As covered in Lecture 17, Lake Ecosystems go through cycles throughout the year depending on their location. Around the great lakes, the summer results in thermal stratification, which prevents mixing between the epilimnion and hypolimnion. Stratification essentially cuts off the nutrient flows between these layers, therefore, during the summer months, algae and other organisms use up nutrients in the epilimnion (upper layer). Algae and other microorganisms cannot access nutrients trapped in the hypolimnion until the fall.
Once summer passes, wind causes the mixing of layers and the lake essentially becomes one layer. In the winter, ice may float over the surface while the bottom remains unfrozen. As the ice melts in the spring, winds cause layer mixing bringing nutrients up from sediments and oxygen to deeper.

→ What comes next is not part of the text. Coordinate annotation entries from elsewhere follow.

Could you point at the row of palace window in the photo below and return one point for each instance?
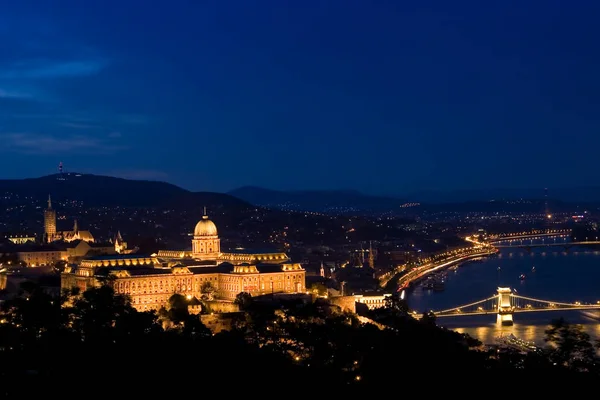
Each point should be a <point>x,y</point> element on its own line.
<point>186,283</point>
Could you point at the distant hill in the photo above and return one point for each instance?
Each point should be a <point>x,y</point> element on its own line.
<point>316,200</point>
<point>573,194</point>
<point>96,190</point>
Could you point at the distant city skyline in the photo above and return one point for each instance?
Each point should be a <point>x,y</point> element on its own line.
<point>381,97</point>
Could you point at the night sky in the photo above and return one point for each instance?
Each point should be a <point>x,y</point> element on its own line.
<point>380,96</point>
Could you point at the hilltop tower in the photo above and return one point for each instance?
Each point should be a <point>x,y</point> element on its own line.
<point>120,244</point>
<point>371,256</point>
<point>49,222</point>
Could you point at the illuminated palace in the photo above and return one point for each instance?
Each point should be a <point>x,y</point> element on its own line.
<point>151,280</point>
<point>52,235</point>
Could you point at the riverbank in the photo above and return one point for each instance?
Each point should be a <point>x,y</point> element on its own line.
<point>419,273</point>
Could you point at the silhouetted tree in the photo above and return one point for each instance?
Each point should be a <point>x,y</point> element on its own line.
<point>243,300</point>
<point>570,345</point>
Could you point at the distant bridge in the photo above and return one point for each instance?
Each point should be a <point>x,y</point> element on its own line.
<point>566,245</point>
<point>505,303</point>
<point>530,235</point>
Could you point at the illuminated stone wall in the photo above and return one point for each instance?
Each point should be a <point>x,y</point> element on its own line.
<point>37,258</point>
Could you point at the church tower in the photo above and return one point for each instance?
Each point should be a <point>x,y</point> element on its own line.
<point>49,222</point>
<point>206,244</point>
<point>120,244</point>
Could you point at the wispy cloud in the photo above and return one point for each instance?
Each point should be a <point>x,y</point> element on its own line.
<point>79,125</point>
<point>144,174</point>
<point>44,69</point>
<point>14,94</point>
<point>36,143</point>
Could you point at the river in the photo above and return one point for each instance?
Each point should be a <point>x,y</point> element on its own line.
<point>559,275</point>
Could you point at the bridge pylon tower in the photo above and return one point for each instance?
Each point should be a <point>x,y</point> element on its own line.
<point>505,308</point>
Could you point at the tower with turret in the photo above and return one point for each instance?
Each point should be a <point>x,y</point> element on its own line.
<point>120,244</point>
<point>49,222</point>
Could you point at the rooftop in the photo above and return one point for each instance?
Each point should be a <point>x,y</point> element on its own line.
<point>254,251</point>
<point>119,257</point>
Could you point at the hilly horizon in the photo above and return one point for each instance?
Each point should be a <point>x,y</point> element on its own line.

According to Dr. Ankur R Desai of University of Wisconsin-Madison in Nature Geoscience, decreased ice coverage in the winter seem to cause stronger winds in the summer. Less ice means a decreased albedo for Lake Superior, which warms the lake faster as the seasons change. The study found an increase in air and surface water temperatures and a decrease in temperature gradient between air and water. Reductions in the temperature gradient causes a destabilization in the atmospheric surface layer thus increase wind speeds over Lake Superior 5% per decade.

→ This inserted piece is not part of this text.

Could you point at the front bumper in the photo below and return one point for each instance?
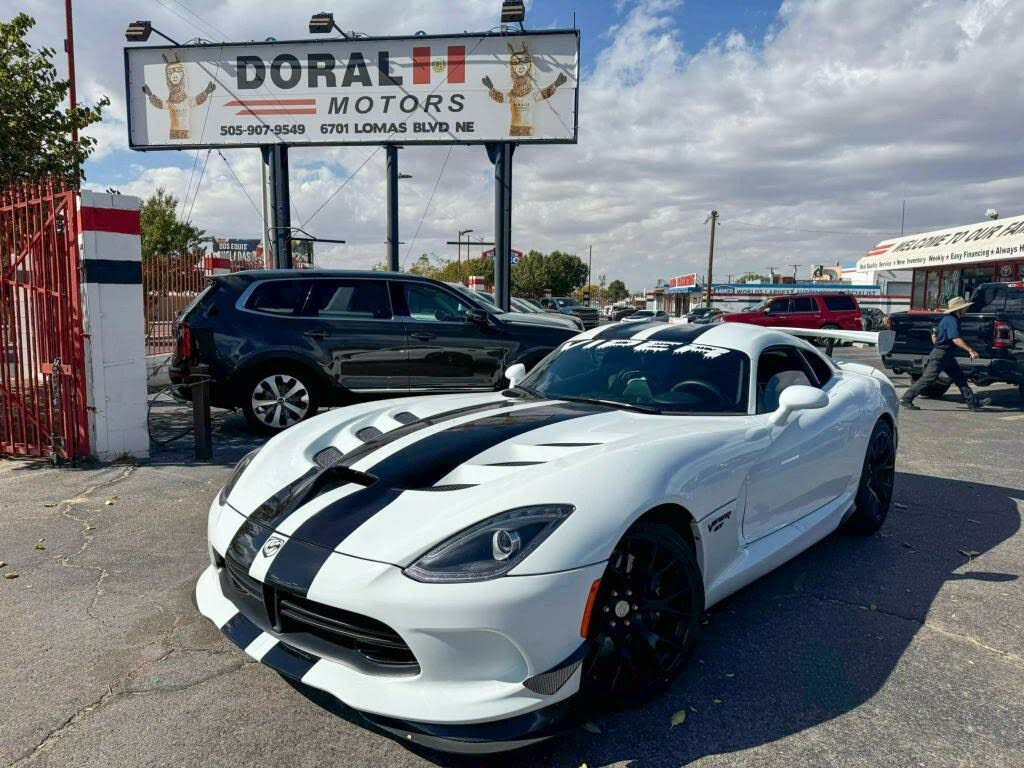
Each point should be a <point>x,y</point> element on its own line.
<point>475,645</point>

Consequentially, faster winds create stronger currents causing the epilimnion to become shallower and longer summer stratification. The algae and other organisms will have to survive longer in the without mixing. The study concludes “climate change will profoundly affect the biogeochemical cycles of large lakes, the mesoscale atmospheric circulation at lake-land boundaries and the transport of airborne pollutants in regions that are rich in lakes.”